According to the Construction Industry Training Board (CITB), it has released its most comprehensive study conducted on mental health and self-harm within construction, which addresses opportunities the industry can take to tackle workers’ poor mental health.
The CITB’s Mental Health And Construction: A Consistent Approach (published on 4 August), backed by the Construction Leadership Council (CLC), explains that the risk of suicide among some site-based workers is three times the national average.
Moreover, a May 2020 report from the Chartered Institute of Building (CIOB) entitled: ‘Understanding Mental Health in the Built Environment’ found that 26% of construction workers who responded to their survey had experienced suicidal thoughts, with 97% experiencing stress over the past year.
While the new research highlights a growing number of good initiatives within the industry, their impact is currently held back by the lack of a coherent aim and message, making developing a joined-up approach more urgent to tackle the issue.
Industry culture such as working away from home, heavy workloads and job insecurity, coupled with a lack of understanding for mental health, can exacerbate the problem.
While many employers do provide mental health and wellbeing support programmes to workers in their supply chains, these workers are often not aware that they can access the resources from their principal contractor.
Therefore, the CLC is uniting the industry to agree a plan to seek and tackle the underlying causes of poor mental health, generate better evidence of what impact the initiatives are achieving and develop a more joined up approach.
Meanwhile, the CITB has invested in programmes aimed at helping industry develop skills, behaviours and ways of working that will make it a safer, healthier place to work. Since June 2018, it has funded over 29,000 mental health courses.
The Board’s funding through the Building Mental Health initiative, the Lighthouse Construction Industry Charity and Mental Health First Aid England has helped train over 260 Mental Health First Aid Instructors.
Steve Radley, policy director at the CITB, said: “The pandemic has shone an even brighter light on the need to tackle mental health across society. Construction faces greater challenges than most other industries, but employers are demonstrating their awareness of the need to tackle it. The Building Mental Health programme beat its targets to train mental health first aiders by more than 40%.
“As well as supporting construction workers, tackling mental health will help employers to retain more of them and get the best from them at a time when more firms are reporting skill shortages. We need strong industry leadership on this and it’s great to see CLC picking up the baton.”
Alasdair Reisner, chief executive of the Civil Engineering Contractors Association, who leads the CLC workplace culture workstream, added: “The CLC is acutely aware of the mental health and wellbeing challenges faced by industry.
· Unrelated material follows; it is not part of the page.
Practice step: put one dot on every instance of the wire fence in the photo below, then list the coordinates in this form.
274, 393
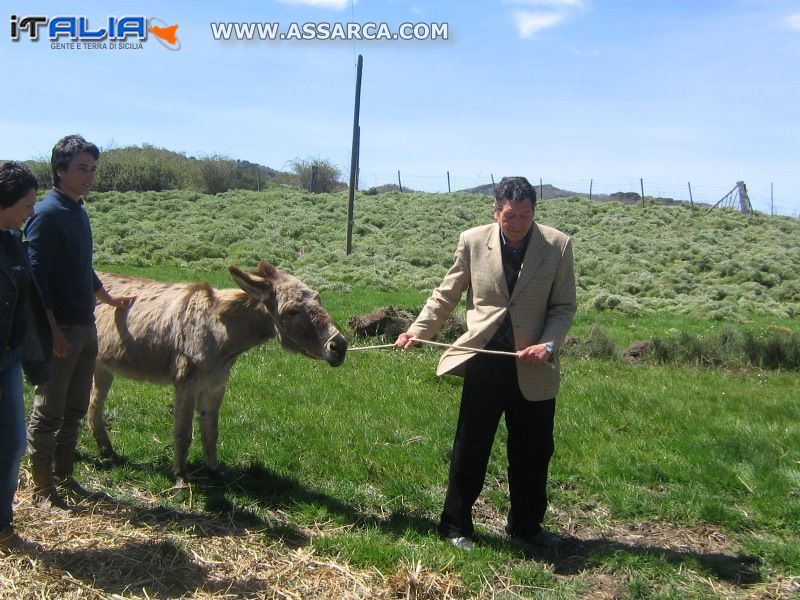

Progress towards improving the situation has been frustratingly slow in recent years and there is no doubt that some of the statistics relating to mental health and construction are not good enough.
“Encouragingly, this report from the CITB includes good examples of best practice from which the whole sector can be inspired. The CLC will provide the shared vision and goals that industry has called for. We will do our utmost to accelerate improvements across the sector, particularly for SMEs, and look forward to collaborating with stakeholders on this crucial construction priority.”